Kendi sömürgecilik düzenleri gereği insana en büyük haksızlığı yapan Batı, “insan hakları” söyleminin de sahibidir. Yangını çıkaran kendisi, yangının sonunda itfaiyeciliğe soyunan da kendisi. II. Dünya Savaşı’ndan sonra galip devletlerin kurdukları ekonomik düzenle ülkeleri sömürü çarkı içine alırken, IMF gibi kuruluşlarla da yardıma giden (yardıma gittikleri ülkeleri de soyan) yine kendileri olmaktadır. Borç batağına düşürdükleri ülkelere faiz sarmalıyla yardım etmeleri gibi…

Meselenin iktisadî boyutu çokça konuşuluyor ama temelde mesele insan keyfiyeti meselesidir, insana bakış, yani bir ahlâk meselesidir. Ne gariptir ki, kendi felsefesini tek örnek olarak dayatan Batı, kendileri gibi sömürgeci pozisyonda olunmasını istememektedir.

Batının materyalist temeldeki insan anlayışı, doymak bilmez iştahı ile hem kendini mutlu etmezken, hem de tüm insanlığı çıkar odaklı sığ bir anlayışa mahkûm etmek istemektedir. İnsanın yaratıcısı ile bağını koparmanın sonucu merhametsizlik girdabında, kendisi, ailesi, toplum ve tabiat ile de bağını koparmaktadır.
Dışımızdakileri çıkar odaklı değil, yaratılan odaklı görmek ve ona göre sevmek arasında çok büyük bir fark vardır. Birinde fırsatçılık ve sömürme varken, öbüründe dışımızdakinin hürriyet ve hakikatiyle yakınlık kurmak vardır. Hayvanları bile düşünen tarihimizdeki Vakıf Medeniyeti anlayışı bunun misalidir ve insanımızda parıldamaya hazır küllenmiş vaziyette beklemektedir. Fakat önce insan ruhunun esaretten kurtulması lâzım. Bu da ilişkileri ruhçu ahlâkî temelde düzenleyen sistem ve bu etkileşim içindeki insan kadrosu demektir. Gönülden seven ve paylaşan insan topluluğu “gönüldaşlık” demektir.

Batı’nın ve İslâm’ın insana bakış farkını vurgulamak için meseleyi hukuk planında misallendirmek istiyorum. İslâm’da hukuk, yazılı metin veya çarpılmaması gereken bir duvar olarak görülmez. Bilakis hukuk kuralları İslâmî menşeden olduğu için ibadet cümlesinden görülür ve gönülden bağlılık söz konusudur.

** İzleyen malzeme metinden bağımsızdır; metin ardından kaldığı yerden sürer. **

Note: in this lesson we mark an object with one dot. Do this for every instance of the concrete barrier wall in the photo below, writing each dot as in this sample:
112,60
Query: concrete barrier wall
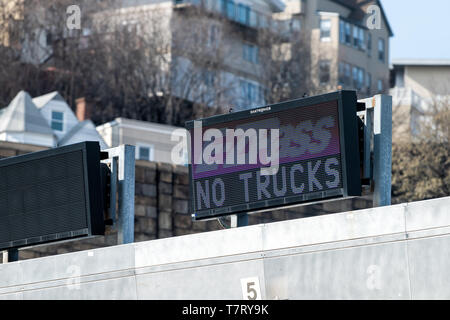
396,252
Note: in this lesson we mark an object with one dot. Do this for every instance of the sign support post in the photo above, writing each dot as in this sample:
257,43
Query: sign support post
122,161
378,125
239,220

Dolayısıyla bir hukukun yerine getirilmemesi dinî ve hukukî sorumluluğu doğurmaktadır.

İslâm toplumlarında hukuk, gücü olanın deldiği bir ağ gibi telakki olunmaz, arkasından dolanıp istismar yolları aranmaz. Çünkü hukuk, iktisat vs. insanî şubeler inanç bağlamında değerlendirilir ve uhrevî bir boyutu vardır. İnsanın ruhî ve vicdanî boyutuyla mütenasip olarak, insanî hakikate uygun olarak…

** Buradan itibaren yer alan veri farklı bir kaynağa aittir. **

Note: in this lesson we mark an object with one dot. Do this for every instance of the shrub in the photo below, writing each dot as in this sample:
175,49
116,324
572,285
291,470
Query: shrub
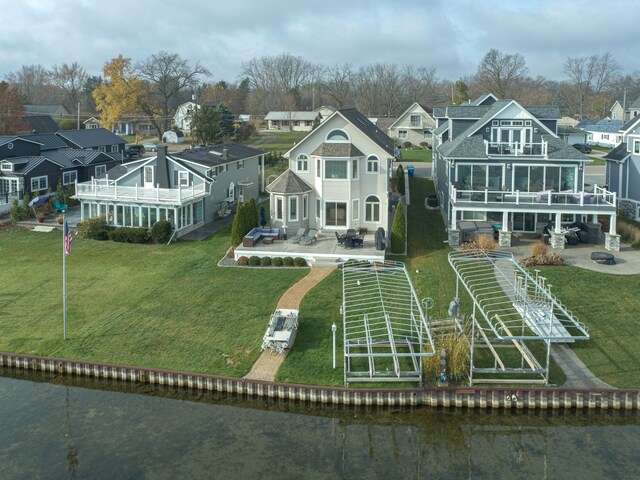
161,231
398,230
265,262
129,235
94,228
538,249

Batı’da ise hukuk, pagan Roma ve Cermen hukukundan gelme, kilise dogmatizmi-ceberrutluğu ile azmanlaşmakta ve sonra “hukuk devleti” ile yumuşatılmakta fakat hepsinde de insanî öz ve ruh eksik kalmakta, sadece şeklî mükemmellik aranmaktadır. Fakat birçok bunalım ve çatışmadan sonra kendi içinde bir hukukî standart tuttururken dışarıya karşı vahşî bir hukuk uygulanmakta, demokrasi ve insan hakları söylemi de üçüncü dünya ülkelerini sömürme vasıtası yapılmaktadır.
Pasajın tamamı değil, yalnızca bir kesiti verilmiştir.